Comment It is all a matter of cost and size (Score 1) 101

These will be used in data centers where it is common to have redundant systems connected with redundant cables, in order to maintain really high uptimes. Say a hypothetical system has a cluster which consists of 16 compute nodes and 2 storage nodes, Each of CPUserver01 through CPUserver16 will have two of these cables going to storageServerA, and two going to StorageServerB. For a total of 64 of these cables, for that one little compute cluster. Which would leave it an island, so of course there will be more network interfaces.

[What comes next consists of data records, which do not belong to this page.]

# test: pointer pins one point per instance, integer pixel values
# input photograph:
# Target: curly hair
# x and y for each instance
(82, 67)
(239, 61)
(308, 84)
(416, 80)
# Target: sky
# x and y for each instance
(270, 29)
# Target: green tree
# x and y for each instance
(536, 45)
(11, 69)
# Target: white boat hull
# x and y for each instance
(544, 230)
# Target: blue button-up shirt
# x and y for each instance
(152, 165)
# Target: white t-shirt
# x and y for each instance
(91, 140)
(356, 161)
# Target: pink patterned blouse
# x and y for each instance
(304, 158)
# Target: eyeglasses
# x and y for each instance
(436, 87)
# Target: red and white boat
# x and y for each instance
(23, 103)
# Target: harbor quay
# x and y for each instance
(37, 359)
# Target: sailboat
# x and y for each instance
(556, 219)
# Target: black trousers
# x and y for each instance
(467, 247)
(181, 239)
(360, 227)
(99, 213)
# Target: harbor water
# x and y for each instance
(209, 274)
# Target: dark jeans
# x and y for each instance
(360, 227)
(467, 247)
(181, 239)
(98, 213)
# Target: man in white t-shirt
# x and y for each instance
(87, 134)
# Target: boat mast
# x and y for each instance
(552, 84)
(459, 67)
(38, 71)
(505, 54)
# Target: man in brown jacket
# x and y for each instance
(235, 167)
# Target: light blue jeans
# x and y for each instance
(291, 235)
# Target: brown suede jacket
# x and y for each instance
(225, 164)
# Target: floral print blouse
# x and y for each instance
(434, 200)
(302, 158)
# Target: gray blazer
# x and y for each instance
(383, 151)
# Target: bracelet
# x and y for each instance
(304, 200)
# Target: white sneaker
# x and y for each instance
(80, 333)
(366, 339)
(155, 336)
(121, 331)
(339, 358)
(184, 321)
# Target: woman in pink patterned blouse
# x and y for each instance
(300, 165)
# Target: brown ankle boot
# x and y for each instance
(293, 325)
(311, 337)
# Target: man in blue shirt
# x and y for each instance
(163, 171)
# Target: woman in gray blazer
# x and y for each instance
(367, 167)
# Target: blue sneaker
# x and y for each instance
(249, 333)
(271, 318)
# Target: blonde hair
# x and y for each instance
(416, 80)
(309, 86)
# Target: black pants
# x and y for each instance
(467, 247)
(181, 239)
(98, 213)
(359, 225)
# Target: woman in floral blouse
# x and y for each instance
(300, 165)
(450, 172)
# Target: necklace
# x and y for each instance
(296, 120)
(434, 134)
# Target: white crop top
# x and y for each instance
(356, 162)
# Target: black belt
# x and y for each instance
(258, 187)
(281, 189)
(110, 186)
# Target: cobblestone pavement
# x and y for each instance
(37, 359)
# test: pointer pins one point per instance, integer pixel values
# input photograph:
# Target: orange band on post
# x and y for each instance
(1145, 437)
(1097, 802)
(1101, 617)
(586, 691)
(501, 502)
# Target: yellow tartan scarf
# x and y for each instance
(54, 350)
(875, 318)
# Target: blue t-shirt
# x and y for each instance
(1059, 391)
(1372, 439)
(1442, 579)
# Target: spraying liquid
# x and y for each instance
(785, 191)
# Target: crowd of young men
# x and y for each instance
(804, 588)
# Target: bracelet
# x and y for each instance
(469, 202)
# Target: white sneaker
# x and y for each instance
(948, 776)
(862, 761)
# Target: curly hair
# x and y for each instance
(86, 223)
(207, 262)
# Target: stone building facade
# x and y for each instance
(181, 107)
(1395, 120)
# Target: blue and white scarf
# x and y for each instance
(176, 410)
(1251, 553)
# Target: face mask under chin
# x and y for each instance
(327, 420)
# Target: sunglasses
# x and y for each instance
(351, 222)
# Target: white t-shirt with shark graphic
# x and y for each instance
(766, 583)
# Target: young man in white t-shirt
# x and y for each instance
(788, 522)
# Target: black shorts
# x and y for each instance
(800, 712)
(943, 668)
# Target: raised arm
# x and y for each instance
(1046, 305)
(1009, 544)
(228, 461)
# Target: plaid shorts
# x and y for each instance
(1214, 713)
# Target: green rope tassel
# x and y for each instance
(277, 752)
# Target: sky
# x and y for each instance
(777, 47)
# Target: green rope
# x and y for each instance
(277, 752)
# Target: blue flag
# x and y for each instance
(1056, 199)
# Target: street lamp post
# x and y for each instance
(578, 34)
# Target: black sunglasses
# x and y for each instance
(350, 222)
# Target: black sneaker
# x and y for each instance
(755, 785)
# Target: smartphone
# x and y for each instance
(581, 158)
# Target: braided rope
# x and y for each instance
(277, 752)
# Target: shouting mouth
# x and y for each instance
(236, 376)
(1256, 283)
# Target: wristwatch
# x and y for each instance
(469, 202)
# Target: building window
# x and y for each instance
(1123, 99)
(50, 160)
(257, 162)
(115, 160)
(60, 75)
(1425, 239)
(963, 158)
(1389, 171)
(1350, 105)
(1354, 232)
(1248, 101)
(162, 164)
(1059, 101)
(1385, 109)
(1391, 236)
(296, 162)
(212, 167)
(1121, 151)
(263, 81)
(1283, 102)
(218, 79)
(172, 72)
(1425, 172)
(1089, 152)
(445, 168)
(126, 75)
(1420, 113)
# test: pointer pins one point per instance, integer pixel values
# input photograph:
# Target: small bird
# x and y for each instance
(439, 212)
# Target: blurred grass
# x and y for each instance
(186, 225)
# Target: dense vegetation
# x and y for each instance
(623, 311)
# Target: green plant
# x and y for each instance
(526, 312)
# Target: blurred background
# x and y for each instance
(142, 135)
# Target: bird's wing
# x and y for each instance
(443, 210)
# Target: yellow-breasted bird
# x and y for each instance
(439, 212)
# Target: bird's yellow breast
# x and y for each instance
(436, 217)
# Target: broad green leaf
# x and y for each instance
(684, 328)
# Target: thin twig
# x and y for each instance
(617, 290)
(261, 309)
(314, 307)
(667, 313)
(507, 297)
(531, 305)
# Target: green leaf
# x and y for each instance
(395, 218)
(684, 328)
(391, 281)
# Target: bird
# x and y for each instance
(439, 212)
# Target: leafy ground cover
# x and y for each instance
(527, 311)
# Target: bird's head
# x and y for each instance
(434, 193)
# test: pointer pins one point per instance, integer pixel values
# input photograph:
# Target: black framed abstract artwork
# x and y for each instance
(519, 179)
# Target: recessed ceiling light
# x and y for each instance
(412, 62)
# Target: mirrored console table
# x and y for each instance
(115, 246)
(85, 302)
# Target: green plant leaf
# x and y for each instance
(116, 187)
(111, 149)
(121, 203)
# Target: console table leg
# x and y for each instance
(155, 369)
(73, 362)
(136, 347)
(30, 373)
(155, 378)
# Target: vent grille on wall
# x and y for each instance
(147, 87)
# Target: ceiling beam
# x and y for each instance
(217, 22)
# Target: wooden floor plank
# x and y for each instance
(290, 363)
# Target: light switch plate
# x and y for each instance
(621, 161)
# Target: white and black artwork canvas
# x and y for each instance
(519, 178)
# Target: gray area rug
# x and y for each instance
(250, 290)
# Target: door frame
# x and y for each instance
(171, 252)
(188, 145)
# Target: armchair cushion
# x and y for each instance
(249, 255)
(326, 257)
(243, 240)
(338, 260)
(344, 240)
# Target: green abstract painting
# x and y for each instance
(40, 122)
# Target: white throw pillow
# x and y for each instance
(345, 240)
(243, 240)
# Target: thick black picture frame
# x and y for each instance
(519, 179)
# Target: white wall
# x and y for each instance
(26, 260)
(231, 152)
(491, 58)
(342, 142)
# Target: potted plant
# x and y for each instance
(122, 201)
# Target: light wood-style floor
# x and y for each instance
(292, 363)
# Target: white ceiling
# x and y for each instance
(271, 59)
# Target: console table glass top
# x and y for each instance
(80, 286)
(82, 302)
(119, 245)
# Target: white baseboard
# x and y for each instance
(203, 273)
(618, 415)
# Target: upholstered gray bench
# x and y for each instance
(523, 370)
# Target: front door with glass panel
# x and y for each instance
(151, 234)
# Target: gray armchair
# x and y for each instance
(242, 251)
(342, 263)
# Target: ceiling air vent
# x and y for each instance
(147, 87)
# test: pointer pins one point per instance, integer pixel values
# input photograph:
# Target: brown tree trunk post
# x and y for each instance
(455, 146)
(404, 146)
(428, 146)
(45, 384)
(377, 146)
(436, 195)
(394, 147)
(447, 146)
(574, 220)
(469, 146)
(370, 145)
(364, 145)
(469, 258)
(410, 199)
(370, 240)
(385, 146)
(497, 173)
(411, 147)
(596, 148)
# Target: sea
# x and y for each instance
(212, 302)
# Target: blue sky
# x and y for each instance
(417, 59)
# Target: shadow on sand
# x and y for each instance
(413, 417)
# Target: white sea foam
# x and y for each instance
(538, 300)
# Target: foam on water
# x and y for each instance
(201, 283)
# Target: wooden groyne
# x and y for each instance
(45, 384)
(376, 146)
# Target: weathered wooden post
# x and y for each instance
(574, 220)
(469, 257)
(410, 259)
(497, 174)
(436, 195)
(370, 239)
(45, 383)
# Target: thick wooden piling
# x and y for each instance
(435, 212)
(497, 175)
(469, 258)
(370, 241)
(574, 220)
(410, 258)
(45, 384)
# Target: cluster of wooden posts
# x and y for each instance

For this technology to get any market penetration, it will need to be cost effective at these bandwidths, and fit in the racks. Historically, Dense Wavelength Division Multiplexing, DWDM has been great at getting a lot of bandwidth on to a very long single strand (comparatively) inexpensive fiber, which allows in fiber signal amplification, and is the winner at going the distance, but not so good at being cost effective, or space efficient. These things, with the associated drivers should take up far less space inside the servers, and cost less, but they only will get 800Gbits in each direction, only go 300 meters, and use much more expensive (per kilometer of cable) 64 strand fiber.

Comment Re:What's the killer app for flexible ICs? (Score 1) 15

Rigid silicon requires rigid interconnects. Flexible ICs allow flexible packaging, or different packaging. Instead of building from the printed circuit board up, build from the heatsink up. Use a precision pick and place system to glue the thin, wimpy, inexpensive silicon to the strong massive heatsink. Then mask on the solder balls. Then apply a thin, wimpy, inexpensive circuit "board". Attach all the old style surface mount components to the other side of the circuit "board". "Board" is in quotes because it would get all of its mechanical strength from heatsink. It might be so thin, it is no longer board like.

The big win here, is that one wafer is good for at least 5 sets of circuits. The lose is the grid of holes etched through the silicon as part of the pealing process. Assuming the grid of holes doesn't use up a significant portion of the surface area, the factory is getting close to 5 times as many devices out of each ingot of silicon.